Steinski.com

07/17/2008

How to become an outside agitator

Quite possibly the most dangerous man in the world

Quite possibly the most dangerous man in the world

I just finished reading a new book by David Sirota called The Uprising: An Unauthorized Tour of the Populist Revolt Scaring Wall Street and Washington.

Now, I'm not too sure that I agree with the title. While I found a lot of the political movements and politicians profiled in the book quite heartening. I think it would take something that looked a lot more like an armed insurrection to make Washington and Wall Street even look up from the stock quotes.

One of the most informative things in the book, I think, is the constant references Sirota makes to someone named Saul Alinsky. I recalled mentions of this guy made by Noam Chomsky and Howard Zinn. Some sort of radical organizer, I gathered.

I poked around on the web and turned up a long interview with Alinsky done in 1972, just before his premature death.
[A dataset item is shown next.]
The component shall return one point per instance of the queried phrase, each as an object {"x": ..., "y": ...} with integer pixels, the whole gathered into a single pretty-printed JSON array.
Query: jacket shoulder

Alinsky was a feared organizer of unions and poor people all over the US. Feared by the industrialists and the government, I should say, not by the people he helped. The interview is a hoot. Far from being some sanctimonious political theoretician who helped "guide the masses" to his pre-approved views and conclusions, Alinsky was a street-wise guy who made it a point to let the community steer the decisions.

He grew up in Chicago's worst slums, and after graduating college with a degree in criminology, he became the mascot of the Capone gang at its height. For several years, he consorted and partied with murderers and gangsters, learning the ins and outs of a criminal organization at the knee of Frank Nitti, who ran the mob with Capone in jail.

He moved from the mob to union organizing with John L. Lewis, and from there to community organizing and writing.

After I read the interview, I picked up Rules For Radicals, Alinsky's book of political and organizing philosophy. It's mindblowing. Not at all the hang-the-bastards-from-the-oak-tree screed I was expecting, the book completely embraces working patiently within the existing system, acknowledging the constant contradictions involved in any political process.

For instance: Alinsky's first community organizing success was in a Chicago slum called Back Of The Yards. After years of struggle, the people achieved political power with Alinsky's help. Years later, Alinsky revisited the neighborhood; he found that the poor victims of economic and political discrimination had emerged into the middle-class as bourgeois racists. This, he points out, is an example to organizers that political upheaval contains within it the seeds of it's own defeat; the way to deal with this is to regard political action as a slow-moving, constant process.

Read the interview. Even though it seems like it was edited to death by Alinsky and parts re-written in somewhat rehearsed-sounding language, it's still a hoot. He's the anti-Machiavelli, and a true advocate of democracy.

And yes, I'm aware that Hillary Clinton wrote a college paper about Alinsky. Don't hold that against him.